An analysis of data on low-wage workers and their employers from 1996 to 2001 reveals that:
- Smaller firms, and those in the retail trade and service industries, pay lower wages than other employers when worker characteristics are held constant. Worker turnover is also closely associated with wages: three-fourths of low-wage firms experience at least 100 percent turnover on an annual basis, compared to about one-third of high-wage firms.
- Almost half of workers who had persistently low earnings from 1996-98 earned somewhat higher incomes in 1999-2001. Low earners who changed jobs during that time were considerably more likely to achieve higher earnings in the latter period than those who stayed at the same job.
- Most low-wage workers who increased their earnings over time did so by gaining employment at a higher-wage firm.
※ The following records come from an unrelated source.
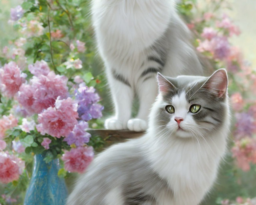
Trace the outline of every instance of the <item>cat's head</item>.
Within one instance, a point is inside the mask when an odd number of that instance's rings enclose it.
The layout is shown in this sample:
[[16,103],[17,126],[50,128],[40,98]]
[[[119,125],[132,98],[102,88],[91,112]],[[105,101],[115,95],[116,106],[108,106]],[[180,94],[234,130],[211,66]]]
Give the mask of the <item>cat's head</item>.
[[204,138],[228,123],[227,72],[209,77],[157,75],[159,94],[150,126],[159,133],[184,138]]

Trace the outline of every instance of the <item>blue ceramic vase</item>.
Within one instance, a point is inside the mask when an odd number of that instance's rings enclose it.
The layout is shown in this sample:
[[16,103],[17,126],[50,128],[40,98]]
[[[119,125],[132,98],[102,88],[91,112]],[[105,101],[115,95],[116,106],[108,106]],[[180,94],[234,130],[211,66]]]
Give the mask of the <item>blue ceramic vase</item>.
[[58,159],[47,163],[42,155],[35,156],[34,169],[24,205],[65,205],[68,191],[64,178],[58,176]]

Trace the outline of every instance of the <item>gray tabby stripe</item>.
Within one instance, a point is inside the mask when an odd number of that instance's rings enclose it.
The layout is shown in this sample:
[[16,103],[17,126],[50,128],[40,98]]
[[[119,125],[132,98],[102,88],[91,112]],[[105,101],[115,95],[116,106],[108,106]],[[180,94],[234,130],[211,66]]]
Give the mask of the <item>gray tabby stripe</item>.
[[155,61],[156,63],[160,64],[163,67],[164,66],[164,63],[159,58],[154,56],[148,56],[147,58],[147,59],[148,60],[152,60]]
[[129,82],[128,80],[125,79],[124,77],[121,74],[119,74],[116,73],[114,70],[112,70],[112,74],[113,76],[115,79],[121,82],[129,87],[131,87],[131,84]]
[[157,73],[157,72],[160,72],[161,71],[161,69],[160,68],[155,68],[150,67],[142,72],[142,73],[141,74],[141,75],[140,76],[140,77],[142,78],[148,73]]

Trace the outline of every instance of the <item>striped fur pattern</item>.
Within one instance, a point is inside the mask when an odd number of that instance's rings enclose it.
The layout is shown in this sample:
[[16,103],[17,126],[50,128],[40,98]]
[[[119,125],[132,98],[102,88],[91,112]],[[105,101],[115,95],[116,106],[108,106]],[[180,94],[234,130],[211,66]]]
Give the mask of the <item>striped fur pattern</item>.
[[[68,205],[197,205],[209,191],[229,132],[226,71],[158,78],[146,134],[99,154]],[[194,104],[201,106],[195,114],[189,111]],[[174,113],[165,108],[169,105]]]
[[[203,74],[191,35],[175,0],[93,0],[92,13],[115,105],[105,127],[145,130],[157,94],[157,72],[173,77]],[[135,95],[140,108],[131,119]]]

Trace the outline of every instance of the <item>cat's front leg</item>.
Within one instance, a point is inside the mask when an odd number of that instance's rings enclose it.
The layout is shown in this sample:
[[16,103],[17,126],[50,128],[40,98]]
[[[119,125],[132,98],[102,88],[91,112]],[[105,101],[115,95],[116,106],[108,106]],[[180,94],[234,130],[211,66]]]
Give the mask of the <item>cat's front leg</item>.
[[115,116],[106,119],[105,126],[110,130],[127,129],[130,118],[134,93],[131,83],[125,76],[114,69],[107,69],[107,75],[115,106]]
[[157,94],[155,72],[141,75],[137,85],[137,92],[140,100],[140,108],[136,118],[127,123],[130,130],[140,131],[147,128],[148,119],[150,108]]

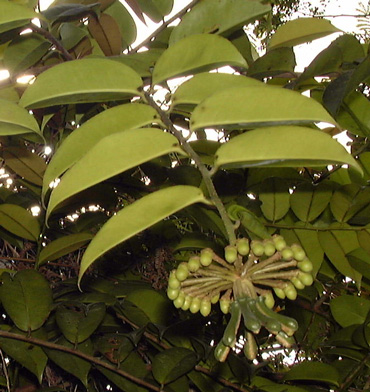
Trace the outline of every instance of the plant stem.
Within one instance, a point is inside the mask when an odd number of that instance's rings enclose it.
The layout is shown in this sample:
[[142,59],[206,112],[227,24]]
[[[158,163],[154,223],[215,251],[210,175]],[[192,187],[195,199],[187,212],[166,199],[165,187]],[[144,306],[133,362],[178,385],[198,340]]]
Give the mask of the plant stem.
[[167,114],[155,103],[154,99],[150,96],[150,94],[148,94],[147,92],[144,92],[144,94],[148,104],[157,111],[163,124],[174,136],[176,136],[177,140],[180,142],[185,152],[189,154],[190,158],[195,162],[196,166],[198,167],[202,175],[204,184],[208,190],[210,199],[215,205],[215,207],[217,208],[220,217],[225,225],[229,243],[230,245],[234,245],[236,242],[234,225],[231,222],[229,215],[227,214],[224,204],[222,203],[220,197],[217,194],[209,170],[206,168],[204,163],[200,160],[199,155],[193,150],[191,145],[186,141],[182,133],[175,128],[175,126],[172,124],[172,121],[167,116]]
Low earners who began working at “temp” agencies were more likely to gain subsequent employment at high-wage firms than were other low earners.
- Medium- and high-wage firms are more heavily concentrated in urban counties than in suburban or rural ones. At the same time, certain better-paying industries that employ large numbers of less-educated workers, such as construction and manufacturing, are located outside urban counties more often than are other industries.
Giving for-profit and non-profit agencies a greater role in matching low earners to “good jobs” could raise earnings prospects for less-skilled workers, thereby enhancing their economic security over time.